A $1.484m government grant will help Macadamia Processing Company Limited (MPC) fund energy efficient upgrades and expansions to its macadamia nut drying system.
The grant is part of the federal government's Clean Technology Food and Foundries Investment Program, which provides funds for investments in energy efficient capital equipment and low emission technologies, processes and products.
When completed in 2014, Macadamia Processing Company Limited's upgrades and expansion will reduce carbon emissions from the factory’s drying system by 99.6 percent and save an estimated $810,000 through reduced energy consumption and the reduced need for off-site storage of nuts during the busy harvest season.
MPC general manager, Steven Lee, said "The AusIndustry grant helps us achieve a significant reduction in our energy and storage costs which will allow us to return more money to our growers. By using energy efficient systems we are helping to drive an environmentally sustainable macadamia industry.

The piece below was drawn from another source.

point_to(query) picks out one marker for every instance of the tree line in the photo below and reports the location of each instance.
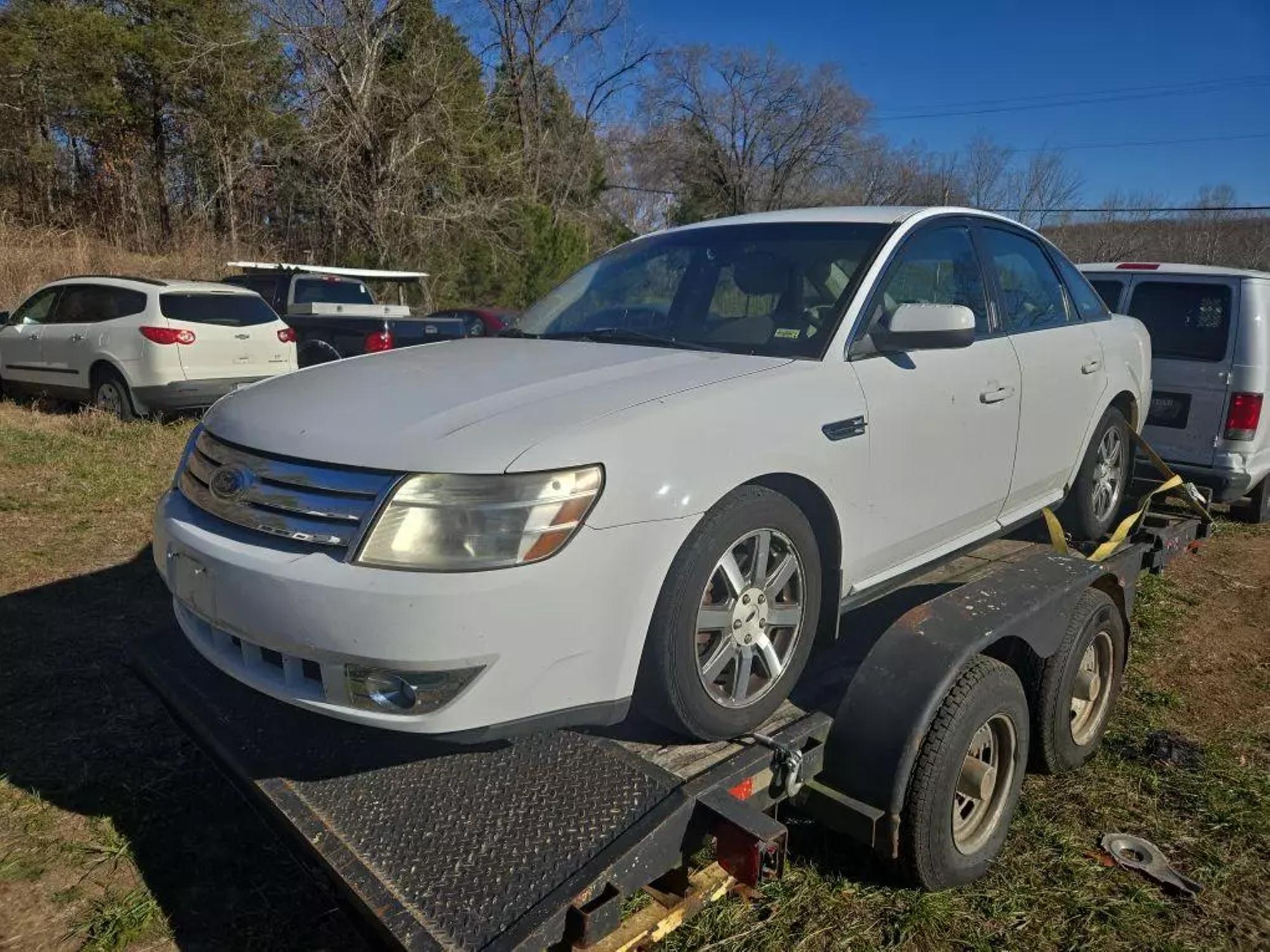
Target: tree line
(497, 145)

"The upgrade has already started with modifications being made to the existing final stage drying room, where the nuts are dried down in preparation for cracking. This will be followed by the construction of a new energy-efficient drying building with capacity to store and dry 1,500t of macadamia nuts. When complete it will be the largest facility of its type for macadamias in the world.
"Both rooms will be insulated to prevent heat loss and computer controlled to ensure optimized drying without energy wastage. We will also install a hot water boiler that is fuelled by macadamia shells – a renewable fuel source that will replace the existing LPG system and further reduce MPC’s drying costs," Lee said.
MPC is owned by more than 200 Australian macadamia growers.
Other food manufacturers which have received a grant from the Clean Technology Food and Foundries Investment Program are Teys Meatworks, Robern Menz, Arnott's, Fonterra, De Bortoli and Barrossa Vintner.